Une femme qui se présentait comme «thérapeute» et «maître en méditation bouddhiste» a été mise en examen et incarcérée à Strasbourg pour avoir placé plusieurs personnes dans une «emprise psychologique typique d'un fonctionnement sectaire» et s'être enrichie à leurs dépens, selon nos confrères de Le Figaro. Aurélia Aymé, la mise en cause, a été mise en examen pour blanchiment, travail dissimulé, et «abus frauduleux de l'état de sujétion psychologique dans un contexte sectaire».
Ses «pratiques d'emprise lui ont permis de s'enrichir tandis que certains de ses adeptes ont été ruinés», a insisté la procureure de Strasbourg, Clarisse Taron, dans un communiqué. Les faits visés, commis depuis décembre 2017 dans la région strasbourgeoise et dans le Rhône, font l'objet d'investigations menées par un juge d'instruction depuis septembre 2024 à la suite de trois plaintes initiales.
Ce qu'il faut retenir
- Aurélia Aymé a été mise en examen pour blanchiment, travail dissimulé et «abus frauduleux de l'état de sujétion psychologique dans un contexte sectaire».

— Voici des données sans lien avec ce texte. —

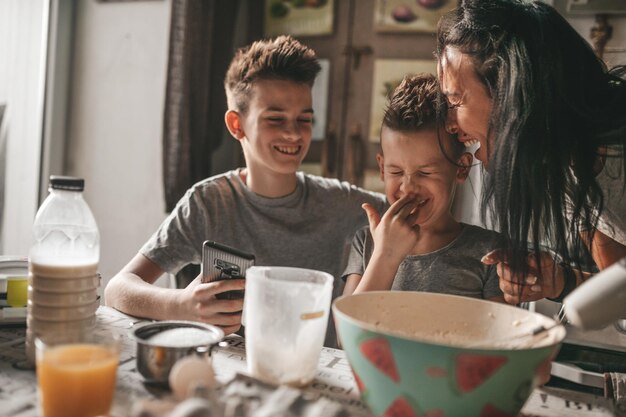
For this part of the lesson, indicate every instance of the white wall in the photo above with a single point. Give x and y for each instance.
(22, 66)
(115, 120)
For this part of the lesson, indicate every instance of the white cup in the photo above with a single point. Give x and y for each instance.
(286, 318)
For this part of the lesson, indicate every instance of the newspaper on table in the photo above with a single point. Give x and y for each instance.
(332, 393)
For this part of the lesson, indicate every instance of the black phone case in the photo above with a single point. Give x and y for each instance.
(220, 262)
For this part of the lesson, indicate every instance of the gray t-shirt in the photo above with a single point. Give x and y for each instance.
(453, 269)
(309, 228)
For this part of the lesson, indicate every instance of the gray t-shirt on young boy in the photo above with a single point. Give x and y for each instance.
(309, 228)
(454, 269)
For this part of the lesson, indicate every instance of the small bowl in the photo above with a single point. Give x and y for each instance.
(66, 285)
(57, 314)
(161, 344)
(418, 353)
(40, 327)
(58, 299)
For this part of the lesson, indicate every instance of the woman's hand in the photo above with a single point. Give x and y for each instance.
(198, 302)
(396, 234)
(544, 280)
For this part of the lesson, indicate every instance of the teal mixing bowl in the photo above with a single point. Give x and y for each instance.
(439, 355)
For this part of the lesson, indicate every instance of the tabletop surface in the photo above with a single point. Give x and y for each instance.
(334, 380)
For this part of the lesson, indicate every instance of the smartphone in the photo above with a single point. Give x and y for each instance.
(220, 262)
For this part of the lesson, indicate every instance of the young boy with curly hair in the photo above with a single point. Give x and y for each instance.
(417, 245)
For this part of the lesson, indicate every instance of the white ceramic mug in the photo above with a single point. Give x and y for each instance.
(286, 318)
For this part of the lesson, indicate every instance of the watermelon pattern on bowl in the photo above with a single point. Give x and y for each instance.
(400, 372)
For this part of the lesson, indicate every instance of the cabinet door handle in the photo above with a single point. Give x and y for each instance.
(329, 153)
(358, 155)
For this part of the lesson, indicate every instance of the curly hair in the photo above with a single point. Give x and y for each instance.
(417, 104)
(281, 58)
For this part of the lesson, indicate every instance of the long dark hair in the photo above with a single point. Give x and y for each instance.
(555, 106)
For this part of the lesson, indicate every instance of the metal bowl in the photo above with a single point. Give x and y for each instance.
(156, 355)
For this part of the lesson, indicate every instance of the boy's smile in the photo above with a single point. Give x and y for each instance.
(277, 127)
(412, 163)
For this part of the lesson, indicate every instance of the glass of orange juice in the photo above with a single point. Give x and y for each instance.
(76, 374)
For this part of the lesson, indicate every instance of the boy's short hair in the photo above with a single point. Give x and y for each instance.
(415, 105)
(282, 58)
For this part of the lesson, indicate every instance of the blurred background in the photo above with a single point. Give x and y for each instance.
(128, 95)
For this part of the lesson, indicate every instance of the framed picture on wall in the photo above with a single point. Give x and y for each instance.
(388, 73)
(298, 17)
(410, 15)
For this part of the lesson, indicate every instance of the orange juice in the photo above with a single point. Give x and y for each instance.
(77, 380)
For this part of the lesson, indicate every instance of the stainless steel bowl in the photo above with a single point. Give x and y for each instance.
(155, 358)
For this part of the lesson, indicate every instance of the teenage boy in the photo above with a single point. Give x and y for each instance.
(417, 245)
(282, 216)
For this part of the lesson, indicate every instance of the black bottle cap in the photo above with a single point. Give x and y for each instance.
(58, 182)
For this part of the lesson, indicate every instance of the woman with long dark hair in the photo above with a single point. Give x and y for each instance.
(551, 123)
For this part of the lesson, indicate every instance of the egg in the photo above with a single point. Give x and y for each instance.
(189, 374)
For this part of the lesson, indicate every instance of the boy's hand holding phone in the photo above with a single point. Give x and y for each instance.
(199, 302)
(216, 295)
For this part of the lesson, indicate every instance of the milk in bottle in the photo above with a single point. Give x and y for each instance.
(63, 264)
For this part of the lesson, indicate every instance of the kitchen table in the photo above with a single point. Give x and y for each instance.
(334, 381)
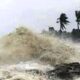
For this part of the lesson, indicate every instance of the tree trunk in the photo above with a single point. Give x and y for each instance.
(78, 25)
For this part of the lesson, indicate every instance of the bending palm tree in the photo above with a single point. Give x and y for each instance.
(77, 14)
(63, 21)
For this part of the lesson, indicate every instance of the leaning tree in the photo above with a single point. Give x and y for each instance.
(63, 21)
(77, 14)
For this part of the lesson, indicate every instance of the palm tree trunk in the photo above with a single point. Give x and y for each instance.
(78, 25)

- Les faits visés ont été commis depuis décembre 2017 dans la région strasbourgeoise et dans le Rhône.
- Aurélia Aymé se vantait «d'être dotée de pouvoirs surnaturels» mais une partie de sa légende n'était qu'affabulation, selon le parquet.
- Au total, 300.000 euros ont été saisis sur les comptes bancaires de la mise en cause et de son mari.
Les pratiques d'emprise
Aurélia Aymé, qui n'a pas de formation de thérapeute, se présentait comme «thérapeute» et «maître en méditation bouddhiste». Ses clients la contactaient via son site internet et elle dispensait des séances payantes de «communication sensorielle et émotionnelle» le plus souvent en visio-conférence, se déclarant experte en «thérapie du centre» ou en «tarot de Marseille».
«Rapidement, elle envahissait la sphère privée de ses patients et les isolait de leur famille», indique le parquet, précisant que les «adeptes les plus fervents» de la suspecte, «tout en la rémunérant, lui faisaient son ménage, ses courses, ses repas et lui achetaient des cadeaux».
Les conséquences
Le mari d'Aurélia Aymé, infirmier, «a été également mis en examen pour les mêmes faits et il a été placé sous contrôle judiciaire avec interdiction de contacter les adeptes victimes et de pratiquer les soins énergétiques» (ensemble de thérapies orientales comme l'acupuncture ou le qigong).
Ce dernier cas soulève des questions sur la prévention et la détection des dérives sectaires, ainsi que sur la protection des victimes de ces pratiques.
En conclusion, l'affaire d'Aurélia Aymé met en lumière les dangers des dérives sectaires et la nécessité d'une vigilance constante pour protéger les victimes de ces pratiques. Il est essentiel de continuer à suivre cette affaire et de réfléchir aux moyens de prévenir de telles situations à l'avenir.